Sideboard. Thursday , October 19th , 2017 - 11:54:40 AM
Sideboards were very popular after the Second World War and a good, solid oak sideboard in a medium stain was de rigueur in many households. In the 1970s, teak ruled supreme, together with a fashion for long, low sideboards with three simple compartments. This was followed by the desire for unstained pine in everything, until folk got tired of the propensity of pale pine wood to turn rather orange on contact with sunlight after a sustained period of time. This is easily solved by buying pine with an "antique" stain already on it to cool it down.

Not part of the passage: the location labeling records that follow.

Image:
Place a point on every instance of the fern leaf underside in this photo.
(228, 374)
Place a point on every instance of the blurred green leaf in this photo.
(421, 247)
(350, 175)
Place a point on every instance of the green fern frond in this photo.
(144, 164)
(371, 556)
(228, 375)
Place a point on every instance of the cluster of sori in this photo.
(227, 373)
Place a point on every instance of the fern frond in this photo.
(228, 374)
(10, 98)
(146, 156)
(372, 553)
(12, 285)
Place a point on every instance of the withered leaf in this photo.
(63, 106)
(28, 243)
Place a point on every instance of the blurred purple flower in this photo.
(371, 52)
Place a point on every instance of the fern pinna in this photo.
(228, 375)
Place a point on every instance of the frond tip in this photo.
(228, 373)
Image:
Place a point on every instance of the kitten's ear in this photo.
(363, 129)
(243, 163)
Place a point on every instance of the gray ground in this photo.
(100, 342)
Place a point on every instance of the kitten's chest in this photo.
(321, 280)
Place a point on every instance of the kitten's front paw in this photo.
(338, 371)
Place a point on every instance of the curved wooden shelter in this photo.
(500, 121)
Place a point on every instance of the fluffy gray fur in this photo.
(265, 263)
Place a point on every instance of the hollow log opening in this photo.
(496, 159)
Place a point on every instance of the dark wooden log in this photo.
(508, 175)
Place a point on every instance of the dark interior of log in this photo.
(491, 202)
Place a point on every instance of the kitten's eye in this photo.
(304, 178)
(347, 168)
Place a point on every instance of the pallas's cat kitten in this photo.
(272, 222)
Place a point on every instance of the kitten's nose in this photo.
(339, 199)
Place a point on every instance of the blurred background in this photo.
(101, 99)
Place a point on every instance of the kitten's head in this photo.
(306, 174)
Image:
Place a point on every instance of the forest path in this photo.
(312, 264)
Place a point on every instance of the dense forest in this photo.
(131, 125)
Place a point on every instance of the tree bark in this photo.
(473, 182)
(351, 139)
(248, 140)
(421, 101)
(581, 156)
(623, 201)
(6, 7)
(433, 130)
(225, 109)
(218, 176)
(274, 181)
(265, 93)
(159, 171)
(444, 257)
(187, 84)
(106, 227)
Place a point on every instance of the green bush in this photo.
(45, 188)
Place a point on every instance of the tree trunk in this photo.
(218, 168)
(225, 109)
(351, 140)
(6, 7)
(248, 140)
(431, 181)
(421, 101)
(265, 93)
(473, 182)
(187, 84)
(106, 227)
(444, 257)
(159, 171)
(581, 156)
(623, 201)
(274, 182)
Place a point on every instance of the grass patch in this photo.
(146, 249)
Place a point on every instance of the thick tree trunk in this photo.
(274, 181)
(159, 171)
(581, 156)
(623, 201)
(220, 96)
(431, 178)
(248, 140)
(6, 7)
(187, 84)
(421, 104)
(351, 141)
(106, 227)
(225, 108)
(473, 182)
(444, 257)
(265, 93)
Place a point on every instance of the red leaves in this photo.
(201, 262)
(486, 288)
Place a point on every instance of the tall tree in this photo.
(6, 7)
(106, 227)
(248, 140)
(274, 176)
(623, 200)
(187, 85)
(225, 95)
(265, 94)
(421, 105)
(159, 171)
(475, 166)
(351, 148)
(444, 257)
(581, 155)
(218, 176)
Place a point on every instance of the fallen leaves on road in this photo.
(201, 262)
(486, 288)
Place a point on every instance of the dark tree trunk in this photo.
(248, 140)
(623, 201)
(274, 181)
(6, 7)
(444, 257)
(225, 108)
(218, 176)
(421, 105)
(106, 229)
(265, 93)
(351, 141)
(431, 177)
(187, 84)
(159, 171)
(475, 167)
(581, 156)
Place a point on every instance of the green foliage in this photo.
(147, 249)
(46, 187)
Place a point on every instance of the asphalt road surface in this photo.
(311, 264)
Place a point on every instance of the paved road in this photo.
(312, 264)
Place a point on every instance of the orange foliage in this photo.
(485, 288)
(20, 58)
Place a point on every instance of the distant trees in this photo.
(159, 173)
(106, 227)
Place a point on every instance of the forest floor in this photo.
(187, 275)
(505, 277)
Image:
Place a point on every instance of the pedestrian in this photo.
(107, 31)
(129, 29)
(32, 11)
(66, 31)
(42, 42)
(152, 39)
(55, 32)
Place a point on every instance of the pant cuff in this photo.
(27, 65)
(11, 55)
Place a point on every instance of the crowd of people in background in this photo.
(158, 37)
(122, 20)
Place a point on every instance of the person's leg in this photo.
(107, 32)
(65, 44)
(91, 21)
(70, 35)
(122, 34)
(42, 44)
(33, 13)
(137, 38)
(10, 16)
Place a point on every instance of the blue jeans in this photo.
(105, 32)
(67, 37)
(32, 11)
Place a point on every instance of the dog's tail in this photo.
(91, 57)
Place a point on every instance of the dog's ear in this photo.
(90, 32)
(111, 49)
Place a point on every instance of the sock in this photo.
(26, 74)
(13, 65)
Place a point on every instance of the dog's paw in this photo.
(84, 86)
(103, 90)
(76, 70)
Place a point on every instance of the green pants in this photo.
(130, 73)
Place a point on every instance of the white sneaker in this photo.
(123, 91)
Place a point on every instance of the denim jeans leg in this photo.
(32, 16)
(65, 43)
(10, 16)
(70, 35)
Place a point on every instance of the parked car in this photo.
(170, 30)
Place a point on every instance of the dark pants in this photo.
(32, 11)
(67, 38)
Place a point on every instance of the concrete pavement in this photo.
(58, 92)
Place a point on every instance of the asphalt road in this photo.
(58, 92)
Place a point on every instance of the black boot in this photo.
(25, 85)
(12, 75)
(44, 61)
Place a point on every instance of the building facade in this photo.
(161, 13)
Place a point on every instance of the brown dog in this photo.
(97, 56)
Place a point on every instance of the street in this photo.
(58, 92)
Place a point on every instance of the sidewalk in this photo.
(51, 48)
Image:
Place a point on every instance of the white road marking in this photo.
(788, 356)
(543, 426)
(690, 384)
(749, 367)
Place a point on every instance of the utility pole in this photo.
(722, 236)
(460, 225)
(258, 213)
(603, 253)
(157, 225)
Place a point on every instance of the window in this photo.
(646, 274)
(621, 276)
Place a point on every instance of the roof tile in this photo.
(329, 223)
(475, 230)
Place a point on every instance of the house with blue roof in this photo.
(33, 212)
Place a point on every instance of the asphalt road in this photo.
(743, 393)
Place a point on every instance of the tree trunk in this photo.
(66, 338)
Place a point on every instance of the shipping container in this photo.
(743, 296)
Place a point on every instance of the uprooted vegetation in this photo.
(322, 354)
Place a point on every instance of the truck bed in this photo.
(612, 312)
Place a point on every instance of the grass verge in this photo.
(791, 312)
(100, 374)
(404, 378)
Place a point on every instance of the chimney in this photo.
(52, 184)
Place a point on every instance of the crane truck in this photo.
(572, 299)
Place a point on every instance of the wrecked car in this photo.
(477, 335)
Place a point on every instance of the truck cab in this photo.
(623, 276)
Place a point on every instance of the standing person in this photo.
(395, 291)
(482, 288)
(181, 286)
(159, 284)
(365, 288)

When shopping for the right antique sideboard furniture, you must always be sure you are getting what you pay for. The very definition of antique is something that is one hundred years or older. Buying any antique tends to be costly and the furniture requires delicate upkeep. A more popular trend is to go with an antique replica of a sideboard. Replicas are much, much cheaper and to the naked or untrained eye they look exactly like the originals. An antique sideboard is a must have for any room that needs the special piece to really pull the room together.
Not only are sideboards functional, but also add a great decorative touch to your dining room. Sideboards come in a variety of styles and designs to suit every kind of taste and budget. For those who prefer a formal setting, finely styled antique and traditional looking sideboards are a perfect choice. Those who prefer a more contemporary style can select from range of sideboards that are combined with different elements such as wood, wicker, metal, steel, or even glass.